What determined the outcome at Playa Girón, as in Vietnam and Algeria, was ultimately not which side had the superior armaments, but the class character of the contending forces and what they were fighting for. That’s what the U.S. rulers did not and can never understand. They did their mathematical calculations, as Che Guevara is quoted saying here, but they failed to measure the moral relationship of forces. “They have always been wrong about us,” Guevara concluded. “They always arrive late.”

They still are wrong about the capacities of the toilers, and they still always arrive late. And always will.

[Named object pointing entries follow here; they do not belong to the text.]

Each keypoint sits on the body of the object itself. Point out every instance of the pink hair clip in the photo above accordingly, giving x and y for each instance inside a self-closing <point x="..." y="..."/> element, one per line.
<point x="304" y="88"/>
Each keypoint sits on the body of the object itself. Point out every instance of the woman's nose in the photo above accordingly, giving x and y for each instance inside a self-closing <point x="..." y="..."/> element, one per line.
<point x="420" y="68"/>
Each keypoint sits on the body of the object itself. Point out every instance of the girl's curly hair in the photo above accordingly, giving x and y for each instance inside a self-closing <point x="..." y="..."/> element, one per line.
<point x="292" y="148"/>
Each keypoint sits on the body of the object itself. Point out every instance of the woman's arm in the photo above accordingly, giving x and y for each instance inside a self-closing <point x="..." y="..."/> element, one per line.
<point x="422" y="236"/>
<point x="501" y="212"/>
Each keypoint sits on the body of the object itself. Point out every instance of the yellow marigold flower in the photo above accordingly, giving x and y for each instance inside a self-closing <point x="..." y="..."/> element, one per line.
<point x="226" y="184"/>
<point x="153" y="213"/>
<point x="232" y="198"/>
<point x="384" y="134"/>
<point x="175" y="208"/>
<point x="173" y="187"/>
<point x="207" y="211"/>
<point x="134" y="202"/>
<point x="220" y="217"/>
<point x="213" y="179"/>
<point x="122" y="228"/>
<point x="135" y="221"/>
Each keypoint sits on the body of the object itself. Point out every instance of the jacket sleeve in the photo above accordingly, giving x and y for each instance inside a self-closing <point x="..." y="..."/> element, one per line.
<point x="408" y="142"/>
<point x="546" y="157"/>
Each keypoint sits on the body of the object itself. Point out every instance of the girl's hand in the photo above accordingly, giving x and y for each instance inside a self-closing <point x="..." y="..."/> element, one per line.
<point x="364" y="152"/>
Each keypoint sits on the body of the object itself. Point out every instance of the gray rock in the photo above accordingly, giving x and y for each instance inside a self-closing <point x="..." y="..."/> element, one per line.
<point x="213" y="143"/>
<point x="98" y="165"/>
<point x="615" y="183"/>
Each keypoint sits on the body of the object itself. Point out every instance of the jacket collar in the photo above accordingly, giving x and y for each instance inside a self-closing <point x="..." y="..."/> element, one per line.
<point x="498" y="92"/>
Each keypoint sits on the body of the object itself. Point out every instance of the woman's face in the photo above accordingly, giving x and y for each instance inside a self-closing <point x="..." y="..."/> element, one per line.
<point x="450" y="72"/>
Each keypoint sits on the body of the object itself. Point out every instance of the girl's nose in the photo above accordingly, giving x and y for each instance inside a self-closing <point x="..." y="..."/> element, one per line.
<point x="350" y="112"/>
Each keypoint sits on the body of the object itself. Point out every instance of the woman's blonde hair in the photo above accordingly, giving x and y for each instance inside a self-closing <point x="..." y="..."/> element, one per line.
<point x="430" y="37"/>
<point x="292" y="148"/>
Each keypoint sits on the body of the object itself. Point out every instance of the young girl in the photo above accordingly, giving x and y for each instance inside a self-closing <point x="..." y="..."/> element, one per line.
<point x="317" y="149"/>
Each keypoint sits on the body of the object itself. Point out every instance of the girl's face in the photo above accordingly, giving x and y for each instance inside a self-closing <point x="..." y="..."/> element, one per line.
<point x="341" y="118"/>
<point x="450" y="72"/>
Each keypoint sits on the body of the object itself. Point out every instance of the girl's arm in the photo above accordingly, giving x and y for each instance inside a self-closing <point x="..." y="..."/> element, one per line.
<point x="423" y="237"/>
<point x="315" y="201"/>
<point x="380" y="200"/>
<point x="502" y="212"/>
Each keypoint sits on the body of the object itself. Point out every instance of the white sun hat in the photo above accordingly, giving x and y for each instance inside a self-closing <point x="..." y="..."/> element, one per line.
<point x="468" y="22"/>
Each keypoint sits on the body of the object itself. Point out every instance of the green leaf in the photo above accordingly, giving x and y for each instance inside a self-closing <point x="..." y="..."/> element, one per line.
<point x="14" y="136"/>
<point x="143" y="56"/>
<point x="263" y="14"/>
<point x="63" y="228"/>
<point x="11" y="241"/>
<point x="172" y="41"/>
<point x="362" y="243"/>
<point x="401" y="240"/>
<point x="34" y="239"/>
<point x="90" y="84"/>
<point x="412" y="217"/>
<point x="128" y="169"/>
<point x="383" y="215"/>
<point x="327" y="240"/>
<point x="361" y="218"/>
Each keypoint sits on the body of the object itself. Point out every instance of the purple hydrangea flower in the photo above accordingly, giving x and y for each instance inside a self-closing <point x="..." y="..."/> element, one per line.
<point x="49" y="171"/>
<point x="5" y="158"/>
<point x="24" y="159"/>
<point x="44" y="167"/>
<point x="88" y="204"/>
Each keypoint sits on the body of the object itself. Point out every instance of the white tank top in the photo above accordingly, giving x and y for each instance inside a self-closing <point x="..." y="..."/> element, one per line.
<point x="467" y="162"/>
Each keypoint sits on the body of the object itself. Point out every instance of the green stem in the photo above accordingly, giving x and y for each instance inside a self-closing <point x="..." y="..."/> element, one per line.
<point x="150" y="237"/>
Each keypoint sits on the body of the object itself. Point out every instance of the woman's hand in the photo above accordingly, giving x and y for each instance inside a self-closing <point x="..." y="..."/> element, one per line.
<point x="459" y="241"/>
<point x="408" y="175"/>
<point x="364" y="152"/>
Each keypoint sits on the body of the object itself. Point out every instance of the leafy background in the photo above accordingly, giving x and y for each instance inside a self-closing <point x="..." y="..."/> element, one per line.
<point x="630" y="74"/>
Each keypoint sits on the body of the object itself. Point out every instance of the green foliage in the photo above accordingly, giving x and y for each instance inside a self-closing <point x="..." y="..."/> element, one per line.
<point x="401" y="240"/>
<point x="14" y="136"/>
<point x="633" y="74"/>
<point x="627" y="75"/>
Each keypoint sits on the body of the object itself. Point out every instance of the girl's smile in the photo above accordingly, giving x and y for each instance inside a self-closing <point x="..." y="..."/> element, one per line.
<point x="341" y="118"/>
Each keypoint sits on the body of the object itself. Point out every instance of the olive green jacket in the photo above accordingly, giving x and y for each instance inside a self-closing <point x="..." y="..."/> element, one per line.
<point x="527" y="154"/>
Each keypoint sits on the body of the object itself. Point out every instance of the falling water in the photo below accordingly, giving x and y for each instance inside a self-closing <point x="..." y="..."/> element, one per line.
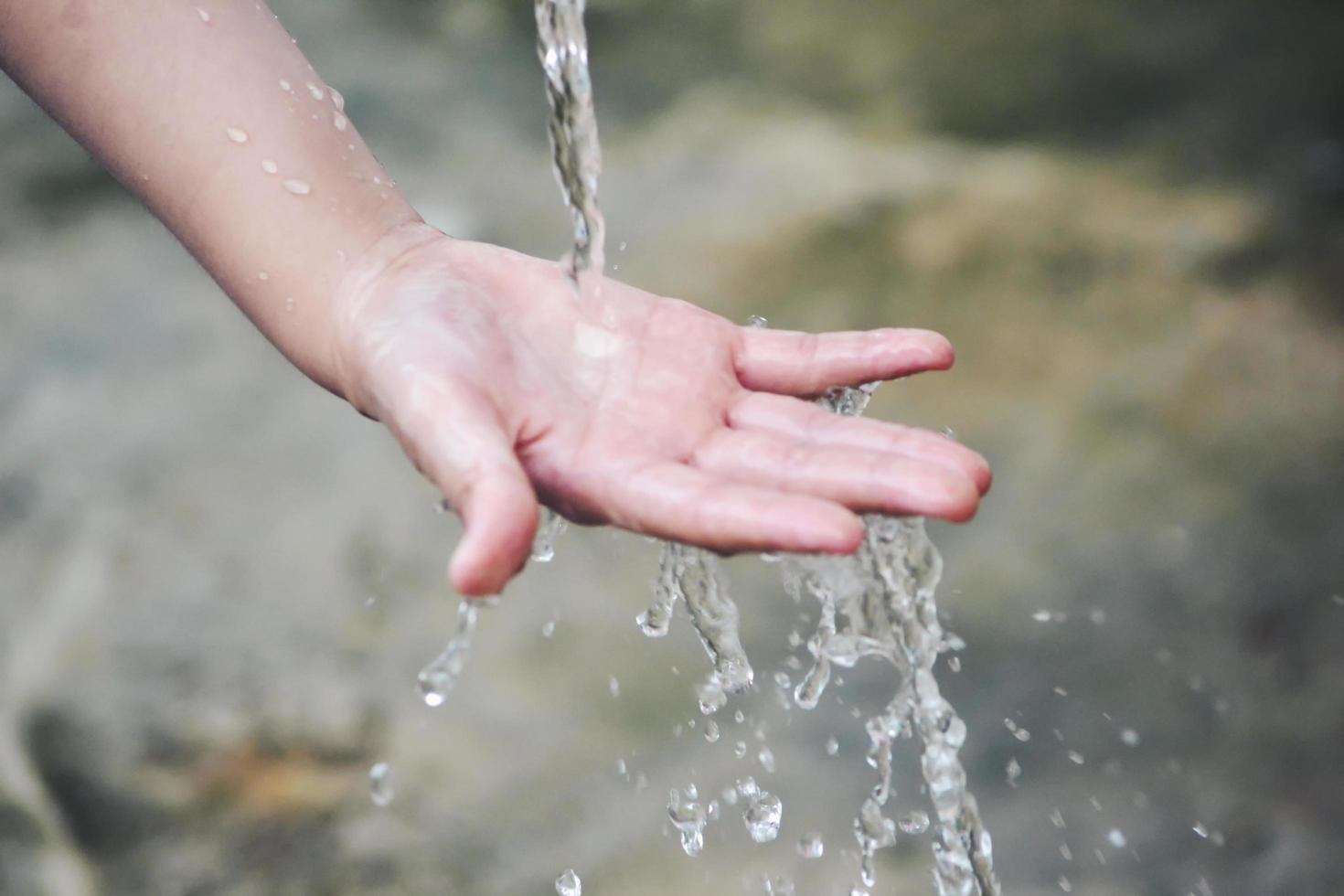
<point x="880" y="602"/>
<point x="437" y="678"/>
<point x="562" y="46"/>
<point x="875" y="603"/>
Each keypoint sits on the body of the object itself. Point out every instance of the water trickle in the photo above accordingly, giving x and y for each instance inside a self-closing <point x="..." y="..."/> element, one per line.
<point x="562" y="48"/>
<point x="877" y="603"/>
<point x="763" y="816"/>
<point x="438" y="678"/>
<point x="569" y="884"/>
<point x="697" y="579"/>
<point x="880" y="603"/>
<point x="380" y="784"/>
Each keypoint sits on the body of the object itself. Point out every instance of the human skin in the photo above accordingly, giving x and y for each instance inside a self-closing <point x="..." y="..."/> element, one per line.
<point x="503" y="383"/>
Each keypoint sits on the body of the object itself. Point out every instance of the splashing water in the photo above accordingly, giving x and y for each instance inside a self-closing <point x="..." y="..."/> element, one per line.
<point x="695" y="578"/>
<point x="689" y="818"/>
<point x="380" y="790"/>
<point x="880" y="603"/>
<point x="562" y="46"/>
<point x="875" y="603"/>
<point x="438" y="678"/>
<point x="569" y="884"/>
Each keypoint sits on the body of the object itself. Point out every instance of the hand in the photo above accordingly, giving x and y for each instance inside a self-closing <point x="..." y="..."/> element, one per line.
<point x="503" y="386"/>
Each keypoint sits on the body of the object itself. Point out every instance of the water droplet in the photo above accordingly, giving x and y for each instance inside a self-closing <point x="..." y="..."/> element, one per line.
<point x="689" y="818"/>
<point x="380" y="784"/>
<point x="711" y="693"/>
<point x="763" y="817"/>
<point x="548" y="531"/>
<point x="569" y="884"/>
<point x="914" y="824"/>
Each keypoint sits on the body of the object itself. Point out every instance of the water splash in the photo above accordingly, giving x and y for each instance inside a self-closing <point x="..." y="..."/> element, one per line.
<point x="569" y="884"/>
<point x="438" y="678"/>
<point x="689" y="818"/>
<point x="380" y="784"/>
<point x="880" y="603"/>
<point x="562" y="46"/>
<point x="543" y="546"/>
<point x="697" y="579"/>
<point x="877" y="603"/>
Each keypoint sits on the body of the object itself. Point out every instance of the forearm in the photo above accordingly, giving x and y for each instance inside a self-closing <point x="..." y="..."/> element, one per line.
<point x="211" y="114"/>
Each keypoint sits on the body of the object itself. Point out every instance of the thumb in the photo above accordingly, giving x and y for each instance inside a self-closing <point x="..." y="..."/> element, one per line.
<point x="457" y="440"/>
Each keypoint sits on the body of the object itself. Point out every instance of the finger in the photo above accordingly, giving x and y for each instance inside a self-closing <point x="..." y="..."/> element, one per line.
<point x="860" y="478"/>
<point x="809" y="363"/>
<point x="683" y="504"/>
<point x="806" y="422"/>
<point x="457" y="440"/>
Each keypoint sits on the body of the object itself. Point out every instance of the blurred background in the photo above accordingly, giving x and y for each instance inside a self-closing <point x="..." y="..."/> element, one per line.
<point x="218" y="581"/>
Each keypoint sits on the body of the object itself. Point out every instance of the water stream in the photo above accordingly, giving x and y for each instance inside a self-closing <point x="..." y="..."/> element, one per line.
<point x="877" y="603"/>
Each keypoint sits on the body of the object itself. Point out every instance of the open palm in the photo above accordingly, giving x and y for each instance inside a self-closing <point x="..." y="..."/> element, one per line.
<point x="506" y="386"/>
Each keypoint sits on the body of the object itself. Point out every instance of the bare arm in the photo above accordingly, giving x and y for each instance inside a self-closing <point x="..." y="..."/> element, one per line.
<point x="503" y="384"/>
<point x="210" y="113"/>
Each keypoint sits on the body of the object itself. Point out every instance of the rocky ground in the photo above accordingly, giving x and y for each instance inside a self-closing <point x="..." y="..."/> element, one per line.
<point x="219" y="583"/>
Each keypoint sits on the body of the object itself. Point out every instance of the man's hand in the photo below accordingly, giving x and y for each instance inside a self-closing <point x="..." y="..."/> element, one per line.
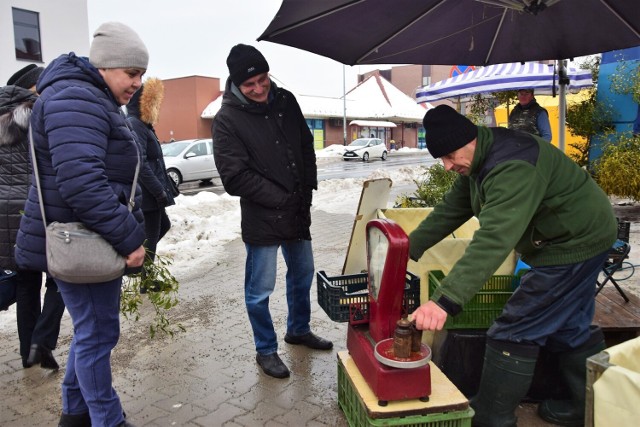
<point x="429" y="317"/>
<point x="136" y="258"/>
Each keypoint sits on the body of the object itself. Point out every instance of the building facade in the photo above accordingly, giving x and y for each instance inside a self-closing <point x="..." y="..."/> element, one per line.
<point x="37" y="32"/>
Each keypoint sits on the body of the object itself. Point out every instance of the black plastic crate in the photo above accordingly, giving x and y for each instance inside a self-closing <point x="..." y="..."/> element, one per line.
<point x="346" y="298"/>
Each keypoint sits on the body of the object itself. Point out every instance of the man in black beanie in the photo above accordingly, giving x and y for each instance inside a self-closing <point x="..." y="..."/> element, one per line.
<point x="527" y="196"/>
<point x="264" y="153"/>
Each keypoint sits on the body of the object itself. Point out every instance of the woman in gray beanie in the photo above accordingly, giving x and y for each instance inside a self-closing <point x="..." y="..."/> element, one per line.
<point x="87" y="156"/>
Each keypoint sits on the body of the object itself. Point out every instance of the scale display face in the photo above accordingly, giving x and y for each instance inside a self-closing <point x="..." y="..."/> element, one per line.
<point x="378" y="247"/>
<point x="387" y="255"/>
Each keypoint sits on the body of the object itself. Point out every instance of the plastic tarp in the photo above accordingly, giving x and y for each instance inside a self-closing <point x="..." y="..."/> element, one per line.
<point x="617" y="391"/>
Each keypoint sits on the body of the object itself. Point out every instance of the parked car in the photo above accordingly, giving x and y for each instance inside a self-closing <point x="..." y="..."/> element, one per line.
<point x="365" y="148"/>
<point x="190" y="160"/>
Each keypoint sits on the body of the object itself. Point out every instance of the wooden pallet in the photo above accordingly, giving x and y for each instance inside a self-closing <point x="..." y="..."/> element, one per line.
<point x="619" y="320"/>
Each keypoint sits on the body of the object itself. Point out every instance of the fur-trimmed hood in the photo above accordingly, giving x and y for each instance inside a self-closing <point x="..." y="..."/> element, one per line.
<point x="145" y="103"/>
<point x="15" y="110"/>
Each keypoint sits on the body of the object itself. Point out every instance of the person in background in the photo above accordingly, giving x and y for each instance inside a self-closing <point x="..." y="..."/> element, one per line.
<point x="264" y="153"/>
<point x="143" y="111"/>
<point x="87" y="157"/>
<point x="529" y="116"/>
<point x="529" y="196"/>
<point x="38" y="325"/>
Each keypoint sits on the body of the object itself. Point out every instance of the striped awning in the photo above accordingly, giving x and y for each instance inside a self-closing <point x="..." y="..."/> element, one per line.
<point x="543" y="78"/>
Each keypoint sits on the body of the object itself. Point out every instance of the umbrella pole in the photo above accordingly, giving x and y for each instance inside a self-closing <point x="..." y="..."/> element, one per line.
<point x="344" y="106"/>
<point x="562" y="104"/>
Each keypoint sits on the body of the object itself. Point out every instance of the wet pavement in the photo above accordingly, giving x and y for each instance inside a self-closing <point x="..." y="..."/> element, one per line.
<point x="207" y="376"/>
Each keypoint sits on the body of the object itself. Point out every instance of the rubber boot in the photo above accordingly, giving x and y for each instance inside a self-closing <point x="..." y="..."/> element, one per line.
<point x="79" y="420"/>
<point x="573" y="368"/>
<point x="506" y="376"/>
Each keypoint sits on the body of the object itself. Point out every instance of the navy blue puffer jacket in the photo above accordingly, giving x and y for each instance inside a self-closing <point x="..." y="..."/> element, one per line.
<point x="86" y="159"/>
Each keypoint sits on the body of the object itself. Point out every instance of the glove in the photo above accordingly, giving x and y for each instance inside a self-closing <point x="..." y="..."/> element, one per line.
<point x="307" y="196"/>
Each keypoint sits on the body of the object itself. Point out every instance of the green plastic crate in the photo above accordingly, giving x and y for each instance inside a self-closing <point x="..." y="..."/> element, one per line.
<point x="484" y="307"/>
<point x="355" y="411"/>
<point x="338" y="296"/>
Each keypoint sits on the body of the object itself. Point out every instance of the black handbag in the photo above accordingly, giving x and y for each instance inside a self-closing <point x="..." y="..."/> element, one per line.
<point x="7" y="289"/>
<point x="173" y="187"/>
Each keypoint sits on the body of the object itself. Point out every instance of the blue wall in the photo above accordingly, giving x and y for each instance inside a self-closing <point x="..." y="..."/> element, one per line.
<point x="626" y="111"/>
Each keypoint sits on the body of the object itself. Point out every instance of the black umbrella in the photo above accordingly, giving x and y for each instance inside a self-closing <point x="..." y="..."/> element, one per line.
<point x="469" y="32"/>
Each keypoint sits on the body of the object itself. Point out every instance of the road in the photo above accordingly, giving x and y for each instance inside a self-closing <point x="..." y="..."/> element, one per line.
<point x="330" y="168"/>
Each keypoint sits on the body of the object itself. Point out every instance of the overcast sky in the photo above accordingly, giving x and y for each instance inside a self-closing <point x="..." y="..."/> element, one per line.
<point x="193" y="37"/>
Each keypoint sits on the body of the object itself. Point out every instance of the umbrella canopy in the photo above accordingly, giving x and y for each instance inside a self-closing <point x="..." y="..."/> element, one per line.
<point x="499" y="77"/>
<point x="468" y="32"/>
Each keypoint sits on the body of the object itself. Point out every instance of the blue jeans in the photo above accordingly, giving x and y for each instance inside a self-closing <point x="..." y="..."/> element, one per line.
<point x="553" y="306"/>
<point x="87" y="383"/>
<point x="260" y="280"/>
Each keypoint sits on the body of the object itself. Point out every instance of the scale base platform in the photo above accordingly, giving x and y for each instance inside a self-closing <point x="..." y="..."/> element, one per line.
<point x="387" y="383"/>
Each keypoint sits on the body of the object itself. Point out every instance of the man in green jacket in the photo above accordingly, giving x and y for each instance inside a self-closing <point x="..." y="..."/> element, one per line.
<point x="527" y="196"/>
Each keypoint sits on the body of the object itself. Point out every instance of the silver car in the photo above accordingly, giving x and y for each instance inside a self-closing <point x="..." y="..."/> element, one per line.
<point x="190" y="160"/>
<point x="365" y="148"/>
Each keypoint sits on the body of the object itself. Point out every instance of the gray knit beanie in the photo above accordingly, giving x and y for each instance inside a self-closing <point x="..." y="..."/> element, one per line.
<point x="115" y="45"/>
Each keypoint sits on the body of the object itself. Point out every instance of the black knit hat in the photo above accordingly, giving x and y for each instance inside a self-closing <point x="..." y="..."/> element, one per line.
<point x="446" y="130"/>
<point x="26" y="77"/>
<point x="244" y="62"/>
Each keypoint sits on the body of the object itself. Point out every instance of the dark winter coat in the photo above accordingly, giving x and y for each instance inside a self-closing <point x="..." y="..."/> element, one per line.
<point x="86" y="159"/>
<point x="265" y="154"/>
<point x="153" y="175"/>
<point x="15" y="109"/>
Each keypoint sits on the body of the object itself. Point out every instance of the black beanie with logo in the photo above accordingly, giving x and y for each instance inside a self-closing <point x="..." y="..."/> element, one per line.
<point x="244" y="62"/>
<point x="447" y="131"/>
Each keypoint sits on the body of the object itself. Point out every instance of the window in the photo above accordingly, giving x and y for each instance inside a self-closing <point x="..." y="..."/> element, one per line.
<point x="26" y="34"/>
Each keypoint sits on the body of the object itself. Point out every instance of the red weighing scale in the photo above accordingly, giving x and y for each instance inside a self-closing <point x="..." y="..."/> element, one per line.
<point x="370" y="344"/>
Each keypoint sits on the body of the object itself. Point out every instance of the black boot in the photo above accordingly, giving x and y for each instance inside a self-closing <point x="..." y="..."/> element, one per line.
<point x="506" y="376"/>
<point x="79" y="420"/>
<point x="44" y="356"/>
<point x="573" y="368"/>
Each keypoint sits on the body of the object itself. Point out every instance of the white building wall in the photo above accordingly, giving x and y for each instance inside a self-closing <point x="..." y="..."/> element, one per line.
<point x="64" y="28"/>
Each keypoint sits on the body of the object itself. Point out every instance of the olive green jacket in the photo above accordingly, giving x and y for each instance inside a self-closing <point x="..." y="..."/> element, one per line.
<point x="527" y="195"/>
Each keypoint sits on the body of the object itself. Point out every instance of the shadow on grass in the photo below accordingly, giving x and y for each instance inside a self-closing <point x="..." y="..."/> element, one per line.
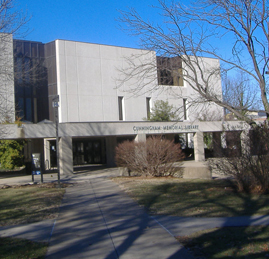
<point x="213" y="198"/>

That class line is what hundreds of workers and farmers, and young people on dozens of campuses in the United States, were responding to during the recent speaking engagements by two Cuban youth leaders, Javier Dueñas and Yanelis Martínez. Their month-long visit to the United States took place as this book was being prepared. In talking about the opportunities and challenges facing working people and youth in Cuba today, in responding to what they saw and learned of the U.S. class struggle, and in answering the questions put to them everywhere about the world and the future ahead of us all, these young Cubans kept shifting the focus to the ordinary workers, farmers, and young people just awakening to political life in both Cuba and the United States. Above all, the two Cubans pointed to the capacities of working people and youth attracted to their struggles to rise to the level of consciousness, discipline, courage, and class solidarity necessary to take their own future in hand. This is what the people of Cuba have done, the example they’ve set, for the last forty-odd years.

“What is special is never the human material,” says the author in the pages that follow, “but the times we live in and our degree of preparation. If we’ve worked together beforehand to build a disciplined, centralized workers party—with a program and strategy that advances the historic line of march of our class worldwide—then we’ll be ready for new opportunities in the class struggle when they explode in totally unanticipated ways. We’ll be prepared to build a mass proletarian combat party that can take on the capitalist rulers in revolutionary struggle and defeat them. That is the most important lesson that every one of us can draw.”

If the victory of the people of Cuba at Playa Girón is still stuck in Washington’s craw some forty years later, it is not because of something that happened long ago or miles away. It is because of the present and the future right here in the United States, where, as Jack Barnes concludes in the opening chapter of this book, the revolutionary capacities of the workers and farmers are “as utterly discounted by the ruling powers as were those of the peasant and proletarian masses of Cuba. And just as wrongly.”

That is what Cuba and the Coming American Revolution is about.